January 10, 2010

Google's Sensitive Translation Service

Eric Baković from Language Log noticed a subtle feature of Google Translate. Google's machine translation system shows radically different results when you change the punctuation or the case of a text.

Here's an example of a small change in a text that improves Google's translation:

[Spanish] tu hija que te quiso tanto y no supo demostrarlo - perdoname.
[English] your daughter that you loved so much and she could not prove it - pardon me.

[Spanish] Tu hija que te quiso tanto y no supo demostrarlo - perdoname.
[English] Your daughter who loved you so much and failed to prove it - pardon me.

"I don't pretend to know anything about Google's translation algorithm(s), but I do find it interesting that what seem like very minor manipulations like those shown above can lead to both bizarrely different results as well as to subtle improvements," notices Eric.

Jim Regan offers a possible explanation: "Google uses statistical machine translation, so algorithms have little to do with it - the translation is created by matching all the translations available for the different parts of the sentence, and then ranked against an n-gram language model of the target language to see how likely it is that those particular phrases go together, to assemble the translation. As case can be significant - acronyms are usually all upper case, proper names use an initial capital, etc. - it makes sense that it affects the translation."

5 comments:

  1. if you use contracted form, it also changes the translation : http://tinyurl.com/yl8arw9

    ReplyDelete
  2. Actually both phrases should translate to what the second phrase translates, with the only difference being the capital letter at the beginning. The first translation is incorrect.

    ReplyDelete
  3. I'm surprised that changing punctuation would drastically alter a sentence like that.

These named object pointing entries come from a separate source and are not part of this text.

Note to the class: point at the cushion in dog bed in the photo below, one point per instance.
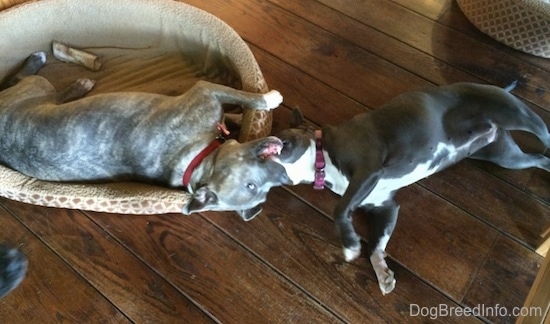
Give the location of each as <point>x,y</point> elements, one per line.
<point>159,46</point>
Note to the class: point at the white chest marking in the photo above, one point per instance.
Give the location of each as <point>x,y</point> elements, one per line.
<point>303,171</point>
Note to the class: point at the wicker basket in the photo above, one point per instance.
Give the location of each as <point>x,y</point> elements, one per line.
<point>520,24</point>
<point>211,47</point>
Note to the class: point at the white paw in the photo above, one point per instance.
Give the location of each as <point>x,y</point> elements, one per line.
<point>273,99</point>
<point>386,282</point>
<point>40,56</point>
<point>352,254</point>
<point>85,84</point>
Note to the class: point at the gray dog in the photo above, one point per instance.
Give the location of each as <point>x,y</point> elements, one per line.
<point>173,141</point>
<point>138,136</point>
<point>368,158</point>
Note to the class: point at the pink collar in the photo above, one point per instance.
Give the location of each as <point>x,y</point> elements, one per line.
<point>319,182</point>
<point>204,153</point>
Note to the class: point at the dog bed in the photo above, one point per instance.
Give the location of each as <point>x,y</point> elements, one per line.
<point>160,46</point>
<point>520,24</point>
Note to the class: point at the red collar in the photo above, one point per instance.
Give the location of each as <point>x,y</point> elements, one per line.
<point>204,153</point>
<point>319,182</point>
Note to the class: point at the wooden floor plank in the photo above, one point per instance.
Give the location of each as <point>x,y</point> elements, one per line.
<point>212,269</point>
<point>500,267</point>
<point>52,291</point>
<point>302,244</point>
<point>117,274</point>
<point>465,236</point>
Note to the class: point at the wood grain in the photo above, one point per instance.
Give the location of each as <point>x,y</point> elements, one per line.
<point>465,236</point>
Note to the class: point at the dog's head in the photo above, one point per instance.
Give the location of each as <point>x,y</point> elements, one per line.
<point>240,178</point>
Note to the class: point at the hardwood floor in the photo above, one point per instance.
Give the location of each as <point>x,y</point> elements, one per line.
<point>465,237</point>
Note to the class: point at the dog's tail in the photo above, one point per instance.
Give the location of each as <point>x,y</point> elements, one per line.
<point>511,86</point>
<point>13,267</point>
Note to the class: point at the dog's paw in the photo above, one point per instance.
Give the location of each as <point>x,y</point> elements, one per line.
<point>386,281</point>
<point>385,277</point>
<point>84,84</point>
<point>351,254</point>
<point>273,99</point>
<point>38,58</point>
<point>33,64</point>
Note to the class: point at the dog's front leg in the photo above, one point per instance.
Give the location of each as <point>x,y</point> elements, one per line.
<point>355,194</point>
<point>382,222</point>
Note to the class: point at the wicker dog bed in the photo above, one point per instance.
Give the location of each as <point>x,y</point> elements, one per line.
<point>520,24</point>
<point>158,46</point>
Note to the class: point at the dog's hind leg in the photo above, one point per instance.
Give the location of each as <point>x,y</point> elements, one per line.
<point>31,66</point>
<point>76,90</point>
<point>228,95</point>
<point>382,222</point>
<point>505,152</point>
<point>13,267</point>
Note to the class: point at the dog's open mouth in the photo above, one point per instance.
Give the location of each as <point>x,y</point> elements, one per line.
<point>272,147</point>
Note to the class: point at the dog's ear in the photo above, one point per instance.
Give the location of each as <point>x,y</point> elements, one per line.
<point>202,198</point>
<point>267,146</point>
<point>297,119</point>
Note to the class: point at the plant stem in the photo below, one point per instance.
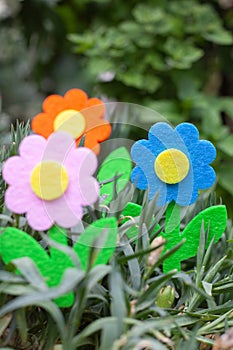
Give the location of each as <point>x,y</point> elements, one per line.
<point>172,235</point>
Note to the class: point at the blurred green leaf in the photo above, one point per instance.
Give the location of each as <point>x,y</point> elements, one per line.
<point>117,162</point>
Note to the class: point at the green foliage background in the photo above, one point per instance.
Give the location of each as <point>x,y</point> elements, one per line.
<point>172,56</point>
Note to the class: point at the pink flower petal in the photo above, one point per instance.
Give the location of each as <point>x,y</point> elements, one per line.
<point>16,171</point>
<point>18,199</point>
<point>59,145</point>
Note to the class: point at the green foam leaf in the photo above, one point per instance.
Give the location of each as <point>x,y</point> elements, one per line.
<point>100,236</point>
<point>215,221</point>
<point>117,163</point>
<point>16,244</point>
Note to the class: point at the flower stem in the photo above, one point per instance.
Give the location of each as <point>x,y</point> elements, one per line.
<point>172,235</point>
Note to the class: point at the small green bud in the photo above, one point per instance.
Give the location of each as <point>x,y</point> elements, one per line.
<point>166,297</point>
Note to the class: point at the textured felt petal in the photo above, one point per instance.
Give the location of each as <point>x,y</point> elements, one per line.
<point>59,145</point>
<point>43,125</point>
<point>15,171</point>
<point>32,148</point>
<point>53,105</point>
<point>76,99</point>
<point>97,130</point>
<point>205,153</point>
<point>139,178</point>
<point>207,178</point>
<point>18,199</point>
<point>189,133</point>
<point>140,152</point>
<point>166,135</point>
<point>94,110</point>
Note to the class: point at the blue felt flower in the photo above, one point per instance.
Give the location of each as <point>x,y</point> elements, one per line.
<point>173,163</point>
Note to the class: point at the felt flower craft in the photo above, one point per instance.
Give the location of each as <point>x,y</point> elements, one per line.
<point>173,163</point>
<point>50,180</point>
<point>75,114</point>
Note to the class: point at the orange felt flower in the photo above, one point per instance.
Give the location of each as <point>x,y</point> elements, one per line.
<point>76,114</point>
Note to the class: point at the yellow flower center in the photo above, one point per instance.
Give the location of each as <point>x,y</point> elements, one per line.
<point>49,180</point>
<point>71,121</point>
<point>171,166</point>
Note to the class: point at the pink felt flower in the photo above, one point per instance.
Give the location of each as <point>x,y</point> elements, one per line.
<point>51,180</point>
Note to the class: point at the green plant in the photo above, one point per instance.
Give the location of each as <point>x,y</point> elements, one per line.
<point>171,56</point>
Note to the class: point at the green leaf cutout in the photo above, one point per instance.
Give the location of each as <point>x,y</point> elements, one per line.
<point>215,221</point>
<point>117,163</point>
<point>16,244</point>
<point>101,237</point>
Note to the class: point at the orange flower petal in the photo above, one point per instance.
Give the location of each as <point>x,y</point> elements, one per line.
<point>53,105</point>
<point>42,125</point>
<point>94,111</point>
<point>97,133</point>
<point>76,99</point>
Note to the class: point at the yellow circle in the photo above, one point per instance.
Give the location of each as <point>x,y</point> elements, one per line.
<point>171,166</point>
<point>49,180</point>
<point>71,121</point>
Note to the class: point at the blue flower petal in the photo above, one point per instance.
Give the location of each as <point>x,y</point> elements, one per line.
<point>205,177</point>
<point>185,137</point>
<point>139,179</point>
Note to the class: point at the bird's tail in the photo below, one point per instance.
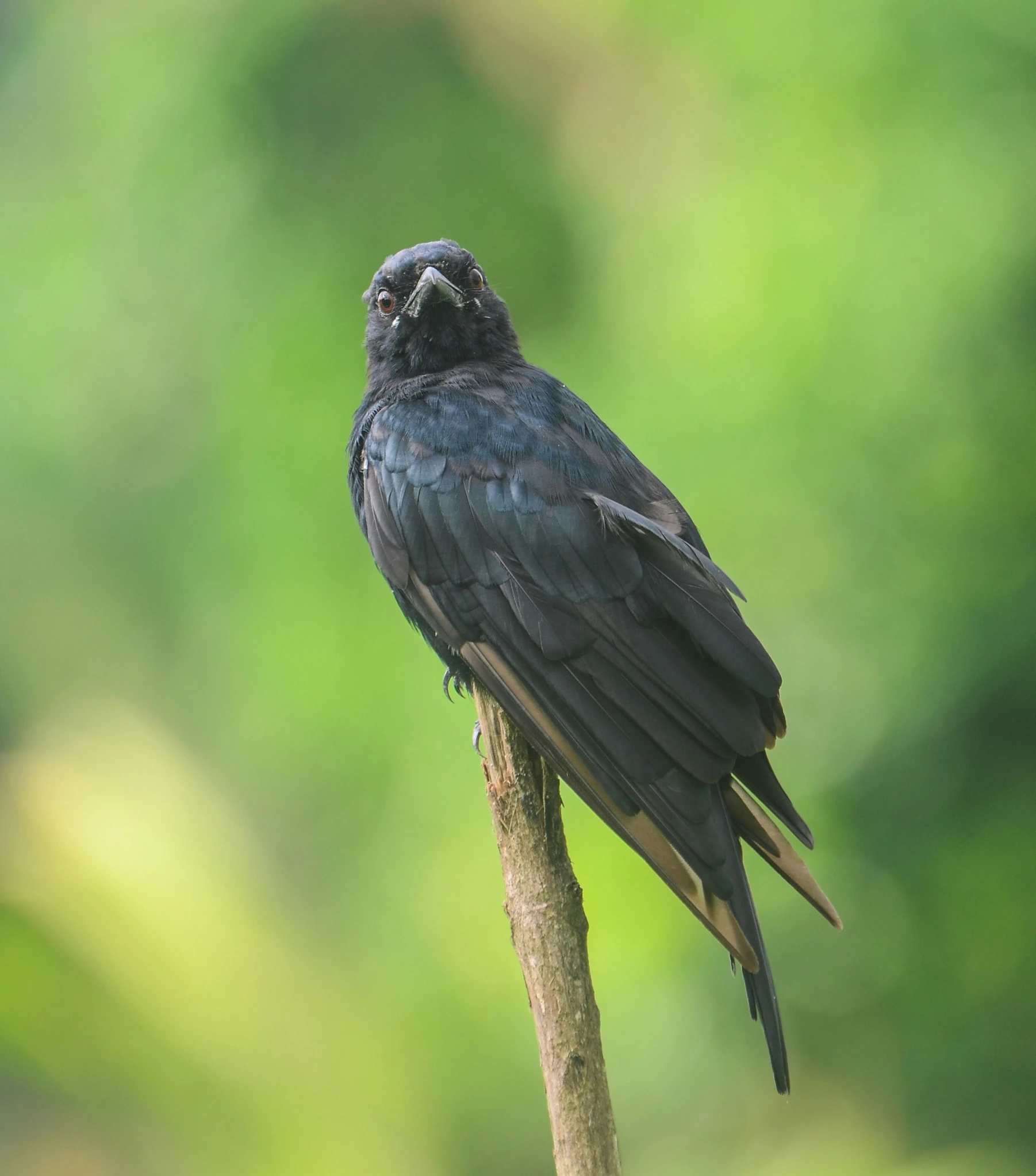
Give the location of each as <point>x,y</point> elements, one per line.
<point>762,997</point>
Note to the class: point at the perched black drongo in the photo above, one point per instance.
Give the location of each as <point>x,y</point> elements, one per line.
<point>538,556</point>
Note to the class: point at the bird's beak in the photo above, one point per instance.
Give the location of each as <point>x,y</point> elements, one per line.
<point>432,288</point>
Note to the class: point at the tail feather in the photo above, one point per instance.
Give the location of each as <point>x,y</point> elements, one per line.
<point>759,986</point>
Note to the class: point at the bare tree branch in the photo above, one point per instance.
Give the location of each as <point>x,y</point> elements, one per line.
<point>548,929</point>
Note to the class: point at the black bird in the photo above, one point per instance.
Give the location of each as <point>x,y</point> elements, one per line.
<point>536,554</point>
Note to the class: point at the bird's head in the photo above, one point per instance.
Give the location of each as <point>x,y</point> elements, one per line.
<point>429,308</point>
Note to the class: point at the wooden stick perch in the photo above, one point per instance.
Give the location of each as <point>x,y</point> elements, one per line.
<point>548,929</point>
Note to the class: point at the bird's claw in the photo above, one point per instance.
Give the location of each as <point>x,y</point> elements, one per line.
<point>452,677</point>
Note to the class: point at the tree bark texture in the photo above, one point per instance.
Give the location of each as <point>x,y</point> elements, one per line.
<point>548,929</point>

    Although there are some tweaks that are needed with the software, the Translation service offers the potential for those who don't speak English, for example, the ability to get the information that they need. Plus, it's free.

    ReplyDelete
  4. This is why I really prefer to use the spanish translation from SpanishDict.com. It gives you the translations from 3 different translators so you can compare the results and find the one that sounds best. If I am still not sure, I just put it into the forum and the super friendly users correct it for me for free.

    ReplyDelete
  5. ither wait for Variations Create Hierarchies Job Definition and Variations Propagate Sites and Lists Timer Job to run as scheduled or run them manually. Houston translation Service

    ReplyDelete

Note: Only a member of this blog may post a comment.